Types of ML
As we know Machine Learning is the application of Artificial Intelligence which provides the ability to computers to learn like human and progress from experience by feeding data and information into them without the human aid of getting programmed unequivocally. In machine learning, the machine don’t rely on human programmers for providing explicit instruction, in fact they use machine learning algorithms for training data sets of real-world to deduce models that are additionally accurate and refined. There are three different classes of ML and each of them has a main objective and that is to solve a particular problem. Let us see them:
In Supervised learning, machine learns from the training data that is labeled (now a labeled data is the data having a label feature to be predicted). It is a machine learning model that is able to predict future outcomes by the help of training data from past. In simpler words, we need to supervise the machine while training it to work on its own. Suppose how tough it could be to handle e-mails if Gmail didn’t know what is spam and what isn’t. The supervised learning follows the question and answer pattern. The question and answer are given as input so that machine learns from it and when any new data comes across then the machine is able to make predictions.
For example, if we want to teach the computer to distinguish between different shapes. For this we will run the algorithm on a variety of images of shapes. In order to train the algorithm to learn the procedure of sorting images, we label the pictures as triangles, circles and squares. Once our algorithm learns how to classify images we
now use it on new data and predict labels on new and unseen images. Let us consider the image below for understanding this example.
We can clearly see we train the algorithm on the basis of past data. We feed various shapes along with their respective names. When the algorithm is trained then we pass new data. Now, we can see the machine is capable of determining that a triangle goes into the box of triangle and similarly, the circle and square goes into their respective boxes.
Supervised Learning is further classified into two types. They are:
Classification: In this, we deal with yes or no prediction. It enables the machine to be trained to classify observation into some class. Let us talk about the very significant use case of classification i.e, spam filtering. To a given system we provide spam and not spam mails. Now how is it determined whether a particular e-mail is spam or not. So, it is on the basis of how often
these mails are being received, how many of them have words such as lottery (usually associated with spam) are there and how many of them have been flagged by the users? These all information is given to the computer and it learns from it.
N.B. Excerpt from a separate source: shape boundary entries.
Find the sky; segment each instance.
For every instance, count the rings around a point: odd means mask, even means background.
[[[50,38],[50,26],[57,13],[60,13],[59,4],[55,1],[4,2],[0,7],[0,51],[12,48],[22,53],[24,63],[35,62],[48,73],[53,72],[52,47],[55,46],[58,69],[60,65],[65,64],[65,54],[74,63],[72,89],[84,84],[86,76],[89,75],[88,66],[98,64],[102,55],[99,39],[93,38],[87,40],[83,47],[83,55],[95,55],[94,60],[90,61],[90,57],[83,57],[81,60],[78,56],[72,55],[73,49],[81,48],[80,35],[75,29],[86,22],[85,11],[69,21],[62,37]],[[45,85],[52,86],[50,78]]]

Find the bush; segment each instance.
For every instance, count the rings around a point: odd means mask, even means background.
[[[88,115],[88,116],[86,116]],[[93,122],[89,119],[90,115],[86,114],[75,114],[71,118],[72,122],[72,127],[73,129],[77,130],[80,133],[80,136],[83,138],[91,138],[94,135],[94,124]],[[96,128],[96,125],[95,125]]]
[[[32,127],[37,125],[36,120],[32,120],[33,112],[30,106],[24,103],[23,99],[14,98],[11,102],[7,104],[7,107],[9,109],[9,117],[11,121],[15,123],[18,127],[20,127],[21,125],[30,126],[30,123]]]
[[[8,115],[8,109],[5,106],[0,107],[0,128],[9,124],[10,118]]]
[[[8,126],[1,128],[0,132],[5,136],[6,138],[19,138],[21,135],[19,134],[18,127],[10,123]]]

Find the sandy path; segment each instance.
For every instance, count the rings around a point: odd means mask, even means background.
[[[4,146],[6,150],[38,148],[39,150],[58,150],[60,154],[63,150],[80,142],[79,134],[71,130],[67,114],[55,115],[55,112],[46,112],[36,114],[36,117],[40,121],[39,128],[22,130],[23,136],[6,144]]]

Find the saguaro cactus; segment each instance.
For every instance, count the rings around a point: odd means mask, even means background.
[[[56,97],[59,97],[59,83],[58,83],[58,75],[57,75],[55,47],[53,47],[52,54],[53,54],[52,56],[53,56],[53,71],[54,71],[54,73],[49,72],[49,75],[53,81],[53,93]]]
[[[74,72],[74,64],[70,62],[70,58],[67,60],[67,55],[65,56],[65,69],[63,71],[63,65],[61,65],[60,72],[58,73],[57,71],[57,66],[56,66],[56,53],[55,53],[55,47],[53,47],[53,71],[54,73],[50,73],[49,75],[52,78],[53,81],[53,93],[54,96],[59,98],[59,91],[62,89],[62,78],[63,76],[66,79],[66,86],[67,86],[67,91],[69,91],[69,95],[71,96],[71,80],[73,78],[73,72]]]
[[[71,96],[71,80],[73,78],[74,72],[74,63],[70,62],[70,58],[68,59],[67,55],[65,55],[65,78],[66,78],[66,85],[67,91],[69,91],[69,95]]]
Now when it has learned, whenever a new mail comes it is classified as spam or not spam. This sort of classification is done on the basis of Naïve Bayes algorithm.
Regression: In this, we try to predict value for an input on the basis of past data. Now there might be a question that classification and regression sound quite similar. Yes they are similar in terms of usage of past data but the difference between them is- in classification, we classify observations into cupid categories whereas in regression we predict the value of observations on the basis of past data. Now, let us take an example of weather reporting for understanding Regression. We have past data like temperature, speed of wind, humidity. Using these information, we can find out how much rain will be obtained. The system learns from it and when new data comes such as temperature, speed of wind and humidity, the system can tell how much rain we will get. But we need to remember one thing whatever output we get at the end of the regression problem is always quantitative in nature.
Unsupervised learning builds model from data without predefined classes and finds hidden pattern in the data. In unsupervised learning we have no correct answers, we only have input data. Let us consider an example of Facebook. Suppose we uploaded a picture on Facebook. When the picture is uploaded then the Facebook is able to recognize who else are in the picture and recommends the person to be tagged in the picture. But how does it happen? It happens by taking our friend’s picture as datasets and encompassing it (picture) as the faces and attributes of the person present in our picture. And hence Facebook identifies who else is in our picture. The unsupervised learning deals with the data. It organizes the data and makes them more readable. It analyzes the data in order to find patterns. Hence, it finds structure and relationships among the input data.
In the above figure, we have provided some data as input. In this learning the system is able to identify, segregate and organize the data by discovering pattern in it. The similar thing occurs on Facebook and on e-commerce sites. It has clustering algorithm.
Clustering: It is a method of dividing sets into subsets known as clusters. The observations inside clusters are similar to each other and are based on some parameter or other. As a result, whole data is partitioned into clusters. Suppose we went to a party and we met new people. Now we cluster them on the basis of age, gender etc. Most of the e-commerce sites use clustering for recommending products to different group of buyers by identifying the hidden pattern in their preferences. It is also used in search engines.
This is the type of learning in which the machine learns by seeing the results of the actions performed by it within a specific context to maximize its performance. The results are basically in the form of negative or positive reaction. Let us take an example: Suppose you place a bowl of hot milk. The cat will try to drink the milk without thinking whether it’s hot or not. This time the cat has learned that the milk is hot. Now when next time you place the same bowl in front of your cat, the cat will then drink the milk carefully. Because, cat has learned from its previous action. The same happens in reinforcement learning. In reinforcement the machine will perform some action and on the basis of its result it will determine whether the action was of worth or not. The next time the machine will choose the best potential action. This type of learning is basically iterative learning on the basis of past results.
So, these were the types of machine learning.